Nach den Kursverlusten vom Donnerstagnachmittag handelt der Euro zum Dollar knapp über 1,28 USD. Die bisherige Tagesspanne ist mit einem Tief bei 1,2791 USD und einem Hoch von 1,2821 USD sehr eng. Der gestrige Handelstag war für EUR/USD eine Berg- und Talfahrt. Zunächst ging es bergab bis 1,2772 bevor der Anstieg zum Tageshoch bis 1,2902 gelingen konnte. In der Folge musste das Währungspaar seine Gewinne wieder abgeben und pendelte sich knapp über der 1,28 ein. Am Markt tauchten im frühen europäischen Handel Gerüchte auf, wonach Moody´s sein Rating für Frankreich herabstufen könnte, was allerdings nicht bestätigt wurde. Die US-Erstanträge auf Arbeitslosenhilfe enttäuschten erneut. Sie wurden mit 500.000 Anträgen veröffentlicht, erwartet wurden sie mit 478.000. Die Frühindikatoren trafen zumindest die Erwartungen des Marktes mit der Veröffentlichung von 0,1%. Völlig enttäuschte dagegen der Philadelphia Fed Index. Der Markt ging von einem Wert von 7,0 nach zuletzt 5,1 aus, gemeldet wurden für den Monat August -7,7.

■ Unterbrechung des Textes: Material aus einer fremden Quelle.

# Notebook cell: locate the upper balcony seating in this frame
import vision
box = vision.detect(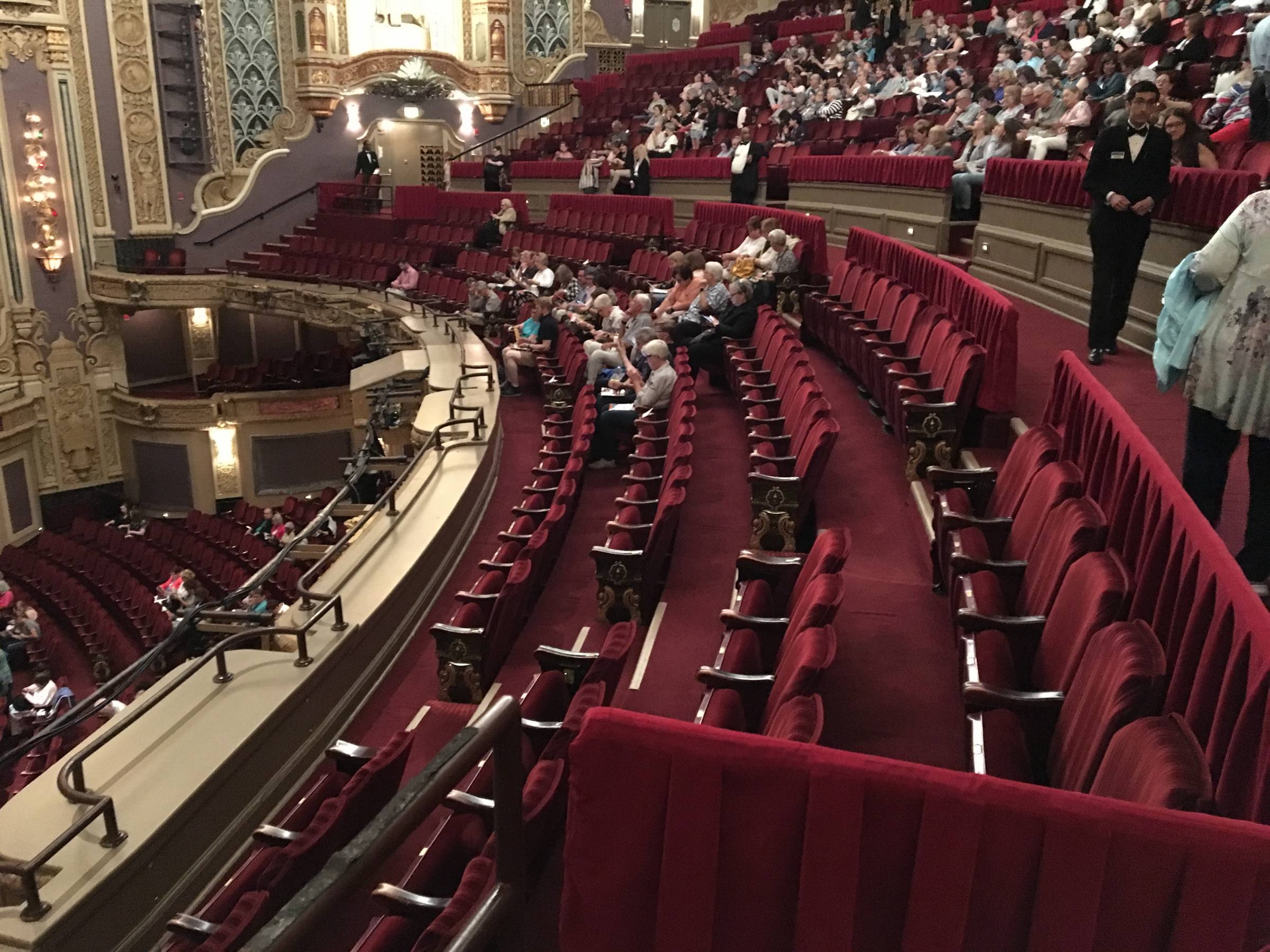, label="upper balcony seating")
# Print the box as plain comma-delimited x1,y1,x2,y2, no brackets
166,731,414,952
926,425,1060,590
970,621,1165,793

Am Devisenmarkt setze sich wieder die Haltung durch, angesichts schlechter Konjunkturdaten vor allem aus den USA den Dollar gleichwohl als den sichereren Hafen anzusehen. "Dem stehen aber die Dollar-Pessimisten gegenüber, die mit der Gefahr einer erneuten Rezession in den USA plus einer hohen Staatsverschuldung argumentieren", sagt ein Frankfurter Händler. Dies führe den Euro/Dollar zunehmend in eine "Hängepartie". Der Chef der Fed von St. Louis, James Bullard, der eigentlich für eine straffe Geldpolitik steht, warnte die Märkte gestern erneut vor einer Deflation in den USA.